The prairie is fertile, and in the eye of a farmer may possess the beauty of usefulness, but otherwise it is hideous. The long rolling billows of grass present no character, while the trees are confined to the river valleys where they find refuge from prairie fires, and can therefore lead a sufficiently undisturbed existence to reach quite a respectable height. A couple of small locust trees, not three feet high, were all that did duty as shade-giving plants near Olive’s house, which accordingly faced the world and its storms entirely on its own individual merits. Judged by prairie standard the house was “tip-top.” It possessed no less than four rooms, while the regular settler’s cabin was wont to indulge in only a single comprehensive apartment, which was kitchen, parlour and bedroom all in one. The two lower rooms were the kitchen, which was fairly large, and a smaller one off it, reserved for the private use of the young wife. The kitchen looked like a ship’s cabin, only that it had more light than usually penetrates into a ship’s cabin.
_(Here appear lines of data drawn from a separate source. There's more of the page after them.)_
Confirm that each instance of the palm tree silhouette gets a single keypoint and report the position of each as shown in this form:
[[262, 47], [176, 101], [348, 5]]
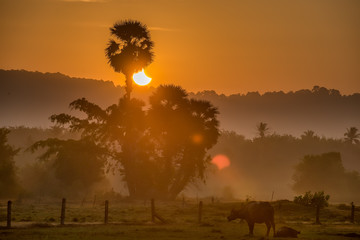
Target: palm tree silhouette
[[262, 129], [129, 50], [352, 135]]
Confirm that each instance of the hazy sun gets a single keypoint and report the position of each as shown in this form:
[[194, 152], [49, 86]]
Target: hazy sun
[[141, 79], [221, 161]]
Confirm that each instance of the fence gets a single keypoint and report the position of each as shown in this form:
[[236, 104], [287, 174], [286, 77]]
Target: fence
[[64, 212]]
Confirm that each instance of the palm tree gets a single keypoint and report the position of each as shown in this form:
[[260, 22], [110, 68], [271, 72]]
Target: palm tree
[[352, 135], [130, 50], [262, 129]]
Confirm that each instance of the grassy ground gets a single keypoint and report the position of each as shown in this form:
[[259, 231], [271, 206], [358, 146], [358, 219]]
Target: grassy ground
[[132, 220]]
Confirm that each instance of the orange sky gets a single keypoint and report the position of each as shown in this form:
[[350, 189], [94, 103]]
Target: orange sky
[[229, 46]]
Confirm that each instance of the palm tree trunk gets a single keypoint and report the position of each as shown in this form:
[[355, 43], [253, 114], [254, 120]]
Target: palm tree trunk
[[128, 82]]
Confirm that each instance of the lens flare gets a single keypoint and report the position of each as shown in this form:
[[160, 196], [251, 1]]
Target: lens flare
[[221, 161], [141, 79]]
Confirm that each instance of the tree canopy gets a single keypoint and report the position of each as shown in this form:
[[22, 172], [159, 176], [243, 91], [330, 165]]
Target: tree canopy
[[159, 150], [130, 49]]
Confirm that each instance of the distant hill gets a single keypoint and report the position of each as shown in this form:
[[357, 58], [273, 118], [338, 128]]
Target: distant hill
[[325, 111], [29, 98]]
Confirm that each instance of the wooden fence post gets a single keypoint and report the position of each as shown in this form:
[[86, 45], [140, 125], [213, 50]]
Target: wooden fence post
[[200, 211], [8, 225], [62, 217], [352, 216], [106, 211]]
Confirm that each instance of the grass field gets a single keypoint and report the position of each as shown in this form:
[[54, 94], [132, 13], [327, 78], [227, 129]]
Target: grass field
[[132, 220]]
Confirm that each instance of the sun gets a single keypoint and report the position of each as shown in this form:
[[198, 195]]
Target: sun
[[141, 79]]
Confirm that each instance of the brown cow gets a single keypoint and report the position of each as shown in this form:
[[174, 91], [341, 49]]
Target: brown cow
[[255, 212]]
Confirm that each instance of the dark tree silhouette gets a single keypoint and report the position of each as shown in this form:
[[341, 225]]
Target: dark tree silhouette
[[130, 50], [352, 135], [77, 163], [183, 130], [318, 200], [160, 151], [8, 181], [262, 129], [309, 134]]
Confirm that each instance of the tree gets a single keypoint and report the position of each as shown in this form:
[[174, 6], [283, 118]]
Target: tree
[[130, 50], [159, 151], [183, 130], [8, 181], [315, 172], [77, 164], [262, 129], [318, 200], [352, 136], [309, 135]]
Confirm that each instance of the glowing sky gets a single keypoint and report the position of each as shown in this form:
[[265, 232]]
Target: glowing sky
[[229, 46]]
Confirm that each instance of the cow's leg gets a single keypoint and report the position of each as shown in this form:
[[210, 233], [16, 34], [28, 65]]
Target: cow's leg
[[268, 226], [251, 228]]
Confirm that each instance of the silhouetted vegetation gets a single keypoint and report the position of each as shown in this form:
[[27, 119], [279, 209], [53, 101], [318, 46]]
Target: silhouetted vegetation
[[261, 166], [28, 98], [326, 172], [169, 141], [130, 51], [8, 180], [318, 200], [352, 136], [77, 164]]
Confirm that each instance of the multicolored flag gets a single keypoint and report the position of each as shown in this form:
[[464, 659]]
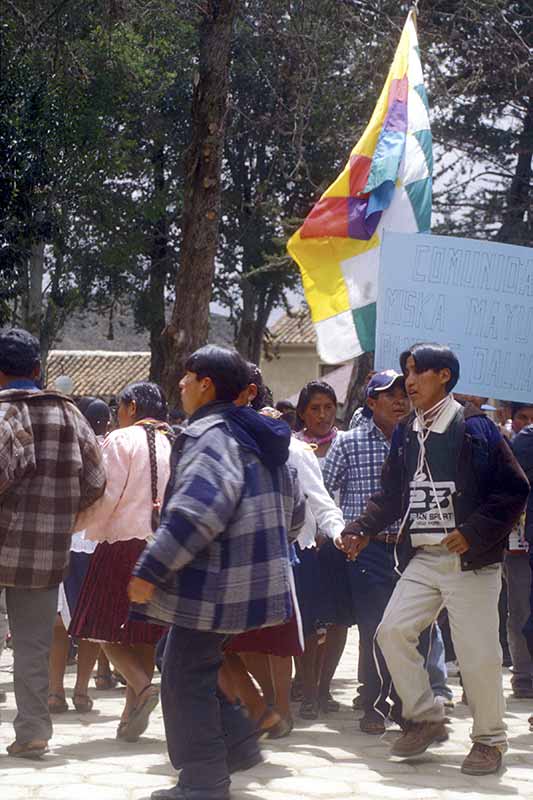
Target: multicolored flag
[[386, 185]]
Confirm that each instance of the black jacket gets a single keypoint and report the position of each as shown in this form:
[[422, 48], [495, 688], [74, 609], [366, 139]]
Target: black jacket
[[491, 491], [522, 447]]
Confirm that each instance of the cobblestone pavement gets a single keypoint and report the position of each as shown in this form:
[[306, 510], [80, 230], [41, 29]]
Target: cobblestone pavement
[[329, 758]]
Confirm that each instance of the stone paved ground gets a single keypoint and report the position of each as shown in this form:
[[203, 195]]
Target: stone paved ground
[[326, 759]]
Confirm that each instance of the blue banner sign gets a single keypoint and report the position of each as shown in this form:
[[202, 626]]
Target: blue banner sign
[[476, 297]]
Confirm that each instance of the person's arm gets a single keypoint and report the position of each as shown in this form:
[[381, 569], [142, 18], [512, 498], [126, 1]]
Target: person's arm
[[199, 506], [93, 475], [508, 489], [17, 451], [335, 467], [383, 508], [297, 516], [327, 514], [116, 460]]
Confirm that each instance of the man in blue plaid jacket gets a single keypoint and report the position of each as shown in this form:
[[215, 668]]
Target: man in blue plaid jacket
[[219, 562]]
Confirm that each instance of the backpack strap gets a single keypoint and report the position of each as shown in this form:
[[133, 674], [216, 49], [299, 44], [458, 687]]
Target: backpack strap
[[156, 502]]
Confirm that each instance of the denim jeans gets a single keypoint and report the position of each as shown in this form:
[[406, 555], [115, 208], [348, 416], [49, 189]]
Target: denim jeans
[[431, 646], [528, 627], [191, 712], [207, 736], [370, 600]]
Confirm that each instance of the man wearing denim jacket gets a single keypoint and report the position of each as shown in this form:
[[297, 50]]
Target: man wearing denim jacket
[[454, 483], [219, 562]]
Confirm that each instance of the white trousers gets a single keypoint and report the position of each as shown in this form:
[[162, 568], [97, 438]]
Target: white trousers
[[434, 579]]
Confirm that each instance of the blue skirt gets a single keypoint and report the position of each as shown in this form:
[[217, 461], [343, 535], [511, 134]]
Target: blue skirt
[[323, 587], [307, 582]]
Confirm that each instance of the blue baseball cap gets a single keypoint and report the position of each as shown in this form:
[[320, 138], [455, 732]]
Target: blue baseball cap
[[381, 382]]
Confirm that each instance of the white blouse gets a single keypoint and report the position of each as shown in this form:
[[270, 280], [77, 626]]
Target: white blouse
[[321, 513]]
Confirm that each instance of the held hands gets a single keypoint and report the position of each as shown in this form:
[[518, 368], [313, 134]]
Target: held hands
[[456, 542], [140, 591]]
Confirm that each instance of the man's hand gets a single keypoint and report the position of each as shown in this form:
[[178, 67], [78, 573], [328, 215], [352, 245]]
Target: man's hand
[[456, 542], [140, 591], [353, 544]]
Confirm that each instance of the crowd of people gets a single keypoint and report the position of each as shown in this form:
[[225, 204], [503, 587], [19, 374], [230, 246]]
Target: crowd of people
[[235, 549]]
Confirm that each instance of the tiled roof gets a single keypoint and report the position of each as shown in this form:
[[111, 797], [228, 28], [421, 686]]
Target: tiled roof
[[98, 372], [90, 329], [338, 379], [294, 328]]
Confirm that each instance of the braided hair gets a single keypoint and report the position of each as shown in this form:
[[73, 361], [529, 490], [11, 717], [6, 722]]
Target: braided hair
[[156, 503]]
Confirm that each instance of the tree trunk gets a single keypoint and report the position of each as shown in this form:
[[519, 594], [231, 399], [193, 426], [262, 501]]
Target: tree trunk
[[355, 396], [516, 226], [158, 270], [34, 300], [188, 328]]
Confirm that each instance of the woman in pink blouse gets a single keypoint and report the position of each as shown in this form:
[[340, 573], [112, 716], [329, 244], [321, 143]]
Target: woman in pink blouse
[[137, 463]]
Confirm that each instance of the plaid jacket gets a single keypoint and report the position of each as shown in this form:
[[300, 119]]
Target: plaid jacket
[[220, 557], [50, 468]]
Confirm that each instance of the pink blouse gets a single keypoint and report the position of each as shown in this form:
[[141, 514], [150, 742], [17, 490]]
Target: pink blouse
[[125, 509]]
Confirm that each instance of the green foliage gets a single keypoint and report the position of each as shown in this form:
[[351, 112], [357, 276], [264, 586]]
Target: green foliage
[[95, 121]]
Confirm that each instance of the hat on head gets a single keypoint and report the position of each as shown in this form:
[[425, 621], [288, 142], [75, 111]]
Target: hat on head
[[381, 382]]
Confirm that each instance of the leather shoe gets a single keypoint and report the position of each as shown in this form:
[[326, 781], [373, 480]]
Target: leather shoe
[[177, 793], [418, 736], [483, 759], [174, 793]]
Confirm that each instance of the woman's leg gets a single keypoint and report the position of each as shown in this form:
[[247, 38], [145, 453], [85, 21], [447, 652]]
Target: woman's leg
[[87, 655], [308, 663], [281, 670], [333, 650], [136, 664], [58, 659], [258, 665], [244, 688]]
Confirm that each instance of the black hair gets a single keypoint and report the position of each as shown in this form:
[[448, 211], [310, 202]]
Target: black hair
[[176, 415], [284, 406], [515, 408], [83, 403], [98, 414], [264, 395], [20, 352], [226, 368], [434, 357], [312, 388], [149, 399]]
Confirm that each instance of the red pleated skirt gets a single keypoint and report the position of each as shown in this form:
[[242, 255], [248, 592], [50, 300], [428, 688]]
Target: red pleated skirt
[[278, 640], [103, 606]]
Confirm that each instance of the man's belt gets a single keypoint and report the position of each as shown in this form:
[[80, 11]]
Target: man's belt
[[388, 538]]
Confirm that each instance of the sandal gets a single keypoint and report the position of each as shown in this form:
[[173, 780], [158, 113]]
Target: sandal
[[58, 705], [280, 729], [32, 750], [140, 715], [328, 705], [82, 703], [297, 692], [372, 726], [104, 681], [309, 709]]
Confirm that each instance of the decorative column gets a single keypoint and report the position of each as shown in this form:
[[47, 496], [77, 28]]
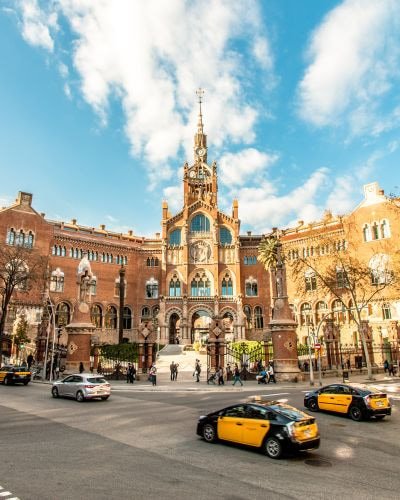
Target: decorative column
[[282, 326], [81, 328]]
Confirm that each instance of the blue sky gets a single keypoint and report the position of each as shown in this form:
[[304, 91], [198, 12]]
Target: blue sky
[[98, 106]]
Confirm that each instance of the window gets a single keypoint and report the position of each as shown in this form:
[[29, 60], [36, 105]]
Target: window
[[225, 236], [251, 288], [146, 313], [247, 313], [175, 237], [152, 288], [258, 317], [111, 317], [306, 317], [127, 319], [63, 314], [200, 224], [96, 315], [200, 285], [386, 312], [175, 286], [310, 281], [341, 278], [57, 281], [227, 286]]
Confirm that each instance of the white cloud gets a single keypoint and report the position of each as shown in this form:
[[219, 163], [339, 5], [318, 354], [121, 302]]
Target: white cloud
[[262, 208], [236, 169], [354, 64], [37, 24], [152, 55]]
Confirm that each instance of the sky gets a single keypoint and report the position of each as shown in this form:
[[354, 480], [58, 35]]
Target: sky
[[98, 106]]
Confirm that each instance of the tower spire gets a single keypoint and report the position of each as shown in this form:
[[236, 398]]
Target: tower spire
[[200, 139]]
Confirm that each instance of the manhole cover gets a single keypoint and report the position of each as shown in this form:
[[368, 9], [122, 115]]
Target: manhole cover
[[318, 462]]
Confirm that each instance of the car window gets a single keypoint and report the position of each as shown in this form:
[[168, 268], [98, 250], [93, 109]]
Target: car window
[[236, 411], [330, 389], [256, 412], [97, 380]]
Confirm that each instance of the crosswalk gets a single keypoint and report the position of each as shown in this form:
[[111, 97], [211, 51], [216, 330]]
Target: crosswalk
[[7, 495]]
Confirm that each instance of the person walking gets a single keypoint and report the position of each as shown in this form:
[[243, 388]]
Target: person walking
[[153, 374], [172, 370], [197, 370], [236, 375]]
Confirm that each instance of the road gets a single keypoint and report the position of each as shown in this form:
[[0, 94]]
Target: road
[[142, 444]]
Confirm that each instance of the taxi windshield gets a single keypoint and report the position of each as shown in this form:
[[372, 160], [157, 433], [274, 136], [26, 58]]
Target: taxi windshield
[[288, 411]]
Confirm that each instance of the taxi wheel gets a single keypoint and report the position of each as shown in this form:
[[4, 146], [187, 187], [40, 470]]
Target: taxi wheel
[[209, 433], [80, 397], [313, 405], [355, 413], [273, 447]]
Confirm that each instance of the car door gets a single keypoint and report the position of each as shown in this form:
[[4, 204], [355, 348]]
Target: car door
[[255, 425], [65, 389], [230, 423], [327, 398]]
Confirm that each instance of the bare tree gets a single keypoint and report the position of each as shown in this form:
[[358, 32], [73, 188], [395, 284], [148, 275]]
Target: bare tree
[[338, 271], [22, 273]]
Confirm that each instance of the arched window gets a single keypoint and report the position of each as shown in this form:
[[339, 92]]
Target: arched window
[[200, 224], [225, 236], [146, 313], [320, 310], [111, 317], [227, 286], [10, 237], [127, 319], [175, 286], [63, 314], [247, 313], [152, 288], [175, 237], [306, 314], [339, 312], [200, 285], [386, 311], [251, 287], [96, 315], [57, 281], [258, 317], [310, 280]]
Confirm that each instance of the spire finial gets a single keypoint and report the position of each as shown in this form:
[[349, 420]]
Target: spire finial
[[200, 94]]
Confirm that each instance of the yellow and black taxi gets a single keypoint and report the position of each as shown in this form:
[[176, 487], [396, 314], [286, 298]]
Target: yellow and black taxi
[[10, 374], [273, 426], [358, 401]]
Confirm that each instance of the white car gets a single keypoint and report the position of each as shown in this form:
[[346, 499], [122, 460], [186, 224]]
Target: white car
[[82, 386]]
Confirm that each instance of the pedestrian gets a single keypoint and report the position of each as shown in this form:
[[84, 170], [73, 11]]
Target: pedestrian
[[197, 370], [236, 375], [172, 370], [271, 374], [221, 376], [175, 376], [29, 360], [153, 374]]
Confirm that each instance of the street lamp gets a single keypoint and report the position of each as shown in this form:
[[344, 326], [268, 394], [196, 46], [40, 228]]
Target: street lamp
[[309, 351]]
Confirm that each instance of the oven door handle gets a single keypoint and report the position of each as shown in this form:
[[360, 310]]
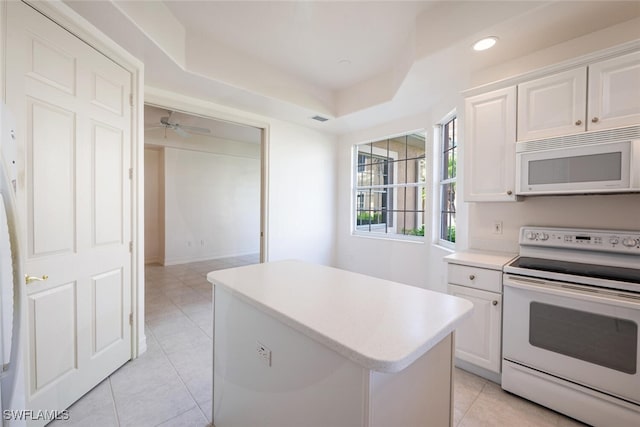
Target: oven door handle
[[597, 295]]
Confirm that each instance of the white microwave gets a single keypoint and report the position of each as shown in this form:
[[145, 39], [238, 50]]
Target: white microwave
[[598, 162]]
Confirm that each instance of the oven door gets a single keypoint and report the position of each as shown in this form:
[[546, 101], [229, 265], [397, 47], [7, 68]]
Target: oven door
[[582, 334]]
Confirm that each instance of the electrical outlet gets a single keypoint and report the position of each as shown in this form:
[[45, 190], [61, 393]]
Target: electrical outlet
[[497, 227], [264, 353]]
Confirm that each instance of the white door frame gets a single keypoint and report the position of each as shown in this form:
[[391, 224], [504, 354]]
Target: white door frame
[[81, 28], [174, 101]]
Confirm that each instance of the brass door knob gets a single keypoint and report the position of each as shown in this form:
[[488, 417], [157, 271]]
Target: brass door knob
[[28, 279]]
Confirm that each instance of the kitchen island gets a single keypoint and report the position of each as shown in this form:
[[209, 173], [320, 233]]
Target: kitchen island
[[298, 344]]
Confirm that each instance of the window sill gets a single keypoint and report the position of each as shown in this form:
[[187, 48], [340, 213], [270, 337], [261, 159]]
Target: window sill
[[407, 239], [444, 248]]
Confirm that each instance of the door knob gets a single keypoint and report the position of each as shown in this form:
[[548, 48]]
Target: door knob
[[28, 279]]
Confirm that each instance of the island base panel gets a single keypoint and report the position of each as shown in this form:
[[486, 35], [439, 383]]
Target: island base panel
[[307, 383]]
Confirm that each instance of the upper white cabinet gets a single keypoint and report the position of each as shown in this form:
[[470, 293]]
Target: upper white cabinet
[[490, 136], [614, 93], [553, 105], [560, 104]]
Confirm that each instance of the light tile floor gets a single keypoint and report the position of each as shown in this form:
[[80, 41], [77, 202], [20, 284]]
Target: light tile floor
[[171, 383]]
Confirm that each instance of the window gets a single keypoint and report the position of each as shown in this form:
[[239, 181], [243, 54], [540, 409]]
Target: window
[[390, 194], [448, 172]]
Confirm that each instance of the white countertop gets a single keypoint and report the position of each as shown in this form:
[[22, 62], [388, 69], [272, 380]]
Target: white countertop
[[482, 259], [379, 324]]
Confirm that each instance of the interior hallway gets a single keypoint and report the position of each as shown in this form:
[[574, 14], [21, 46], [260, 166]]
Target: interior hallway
[[171, 383]]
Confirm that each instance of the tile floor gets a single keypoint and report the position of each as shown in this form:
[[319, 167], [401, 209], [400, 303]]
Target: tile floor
[[170, 384]]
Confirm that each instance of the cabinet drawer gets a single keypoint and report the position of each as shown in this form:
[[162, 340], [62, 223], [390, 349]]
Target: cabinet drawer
[[474, 277]]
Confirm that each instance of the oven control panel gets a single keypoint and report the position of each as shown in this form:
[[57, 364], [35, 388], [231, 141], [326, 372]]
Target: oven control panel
[[597, 240]]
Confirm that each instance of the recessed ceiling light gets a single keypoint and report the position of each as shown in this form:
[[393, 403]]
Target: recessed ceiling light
[[485, 43]]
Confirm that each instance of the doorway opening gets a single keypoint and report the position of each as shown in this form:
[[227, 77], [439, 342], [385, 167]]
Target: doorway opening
[[203, 188]]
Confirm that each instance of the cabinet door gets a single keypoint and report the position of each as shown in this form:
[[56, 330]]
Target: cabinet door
[[478, 338], [489, 146], [553, 105], [614, 93]]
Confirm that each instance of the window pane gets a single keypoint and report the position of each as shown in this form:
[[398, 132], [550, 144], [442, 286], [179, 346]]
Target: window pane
[[395, 210], [448, 212], [380, 148], [364, 149], [449, 163]]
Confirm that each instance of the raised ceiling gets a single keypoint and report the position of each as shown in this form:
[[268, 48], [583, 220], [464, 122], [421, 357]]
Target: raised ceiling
[[359, 63]]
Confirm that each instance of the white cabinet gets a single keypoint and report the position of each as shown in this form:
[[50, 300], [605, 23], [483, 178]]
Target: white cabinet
[[490, 136], [564, 103], [478, 339], [614, 93], [553, 105], [477, 277]]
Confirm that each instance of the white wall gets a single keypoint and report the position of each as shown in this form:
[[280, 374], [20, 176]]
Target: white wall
[[421, 264], [211, 197], [153, 206], [300, 180], [302, 187]]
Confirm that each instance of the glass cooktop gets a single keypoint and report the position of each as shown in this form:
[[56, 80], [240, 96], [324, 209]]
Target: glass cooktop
[[620, 274]]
In fact it was very light, for there were two large windows, one to the north and one to the south, geometrically opposite each other. These two windows, so exactly facing each other, were fairly typical of the house itself, which was the embodiment of mathematical accuracy. The building was placed exactly east and west, as if it had been a carefully oriented church. There was a door on the south side, exactly in the middle, and a window on either side of the door, placed accurately in the centre of the space left between the side of the door and the end of the house. Over these two windows were two others exactly one half their size, giving light to the loft, and exactly in the centre of the roof-ridge was a black stove-pipe.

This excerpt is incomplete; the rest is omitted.